Cinquante-deux jours que ce douloureux et délicieux secret, ce secret de draps froissés et de plaisirs à apprendre, ensemble, patiemment, et parfois impatiemment, n’est qu’à eux…croient-ils.
Cinquante-deux jours que Miss Lemon et George se jettent des regards en coin.
Cinquante-deux jours que la plus dévouée des secrétaires et le plus zélé des valets distraient de façon appropriée les officiers de police, les membres du Foreign Office, les différents ambassadeurs, richissimes magnats des médias, de l’acier ou du nickel et autres désespérés venus réclamer l’aide du grand homme.
Cinquante-deux jours de satisfaction de voir deux âmes qui ont fait tant de bien autour d’eux d’enquêtes en enquêtes, de justice rendue aux morts en vies sauvées, de voir ces deux âmes trouver à leur tour un peu de bonheur à eux, au lieu de simplement préserver celui d’autrui.
« Ils sont tellement émouvants, » murmure Miss Lemon, tapotant le coin d’un œil avec un mouchoir parfaitement amidonné brodé à ses initiales, tandis qu’ils les regardent par la fenêtre, s’éloigner sous le crachin anglais en compagnie d’un jeune inspecteur écossais venu demander leur aide pour retrouver une rarissime miniature persane. Le temps, anglais, très très anglais, a failli convaincre Poirot de refuser l’affaire, mais l’histoire de la miniature, pleine de sang, de malédictions séculaires et de princesses en exil, a tellement titillé la fibre romantique d’Hastings que le détective n’a rien pu faire d’autre que de décrocher son chapeau de la patère et partir sur les traces des voleurs.

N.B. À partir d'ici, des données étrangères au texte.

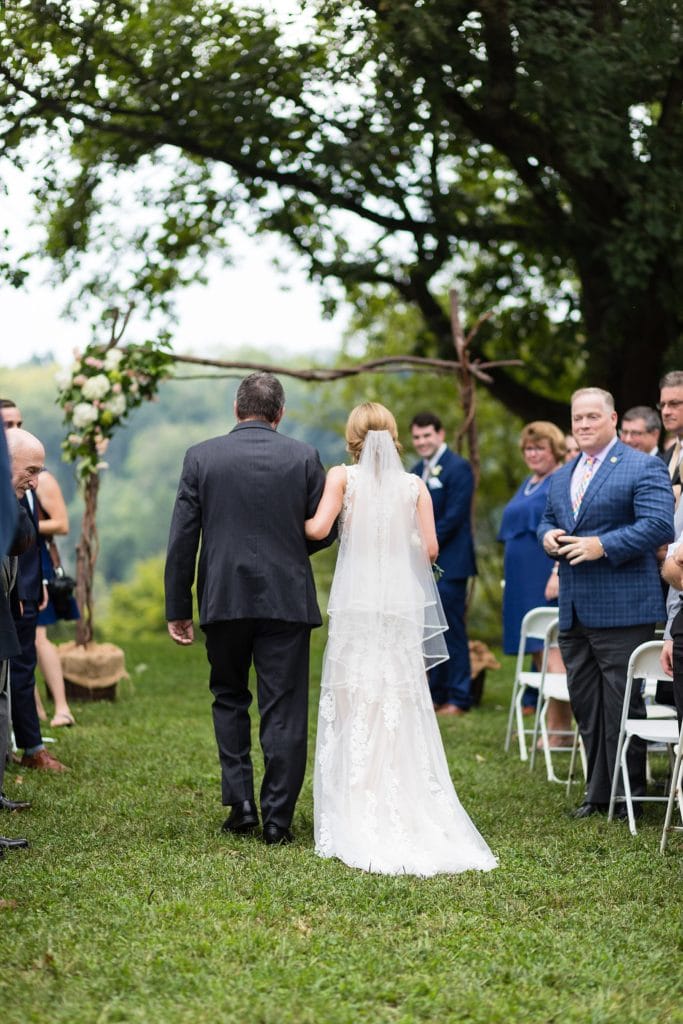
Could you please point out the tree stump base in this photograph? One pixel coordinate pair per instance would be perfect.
(91, 673)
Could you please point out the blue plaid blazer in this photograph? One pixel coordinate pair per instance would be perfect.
(630, 506)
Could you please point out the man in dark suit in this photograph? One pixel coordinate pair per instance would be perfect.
(28, 456)
(607, 512)
(451, 484)
(247, 496)
(641, 427)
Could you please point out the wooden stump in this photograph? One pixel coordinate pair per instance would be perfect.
(91, 672)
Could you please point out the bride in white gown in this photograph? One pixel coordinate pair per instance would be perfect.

Techniquement, partir vers l’un des salons d’un des plus chics hôtels londoniens où il interrogera, bien au chaud, les principaux suspects, parce qu’aller examiner des traces de pas sur le tapis et renifler les cendres de cigarettes, c’est bon pour les romans, mais….oui, Poirot est en chasse.

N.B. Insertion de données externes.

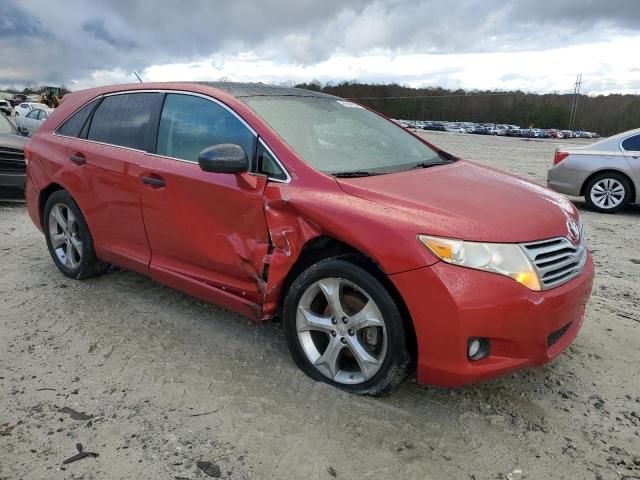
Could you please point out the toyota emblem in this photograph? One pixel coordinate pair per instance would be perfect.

« Je commencerai par les traces laissées dans la chambre de Monsieur, » répond simplement George.
« Et moi, le bureau. » décide la secrétaire, avant d’ajouter : « Pouvez-vous les accompagner à Edinbourg la semaine prochaine ? » 
« Ils ne restent que trois jours, le temps d’interroger Lord Oliver ! »

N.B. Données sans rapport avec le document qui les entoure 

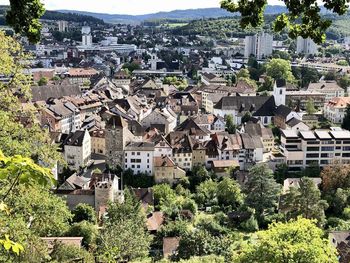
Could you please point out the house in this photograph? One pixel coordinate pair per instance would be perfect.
(282, 115)
(163, 116)
(212, 79)
(330, 88)
(258, 130)
(59, 116)
(296, 125)
(98, 142)
(261, 107)
(335, 109)
(77, 149)
(182, 151)
(294, 182)
(138, 156)
(319, 147)
(165, 170)
(220, 167)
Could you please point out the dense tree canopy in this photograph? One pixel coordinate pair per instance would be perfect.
(303, 18)
(296, 241)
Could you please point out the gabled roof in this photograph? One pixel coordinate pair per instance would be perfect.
(283, 111)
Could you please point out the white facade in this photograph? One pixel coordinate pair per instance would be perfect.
(86, 36)
(306, 46)
(259, 45)
(78, 156)
(139, 158)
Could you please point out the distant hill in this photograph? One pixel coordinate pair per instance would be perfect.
(189, 14)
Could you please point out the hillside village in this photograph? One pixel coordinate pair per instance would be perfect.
(183, 122)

« Cela sera sans doute suffisant pour manquer de se faire prendre. »
Ils échangent un regard amusé. L’amour qui doit se cacher à l’extérieur a besoin d’un endroit où s’exprimer, et le valet et la secrétaire le savent, les indices laissés par les amants ne le sont que parce qu’ici, dans l’appartement de Poirot, ils se sentent en sécurité.
« Ah, l’amour, » Miss Lemon murmure d’une voix que son patron ne lui connaît pas, une voix qui laisse percevoir le soulagement d’avoir vu cette danse durant depuis des années trouver enfin un épilogue heureux.
Cinquante-deux jours.
Miss Lemon a su, dès le lendemain, et George encore bien avant.
Cinquante-deux jours.
Et avec la bienveillante surveillance derrière le rideau de deux amis dévoués, encore bien des jours, des années à venir.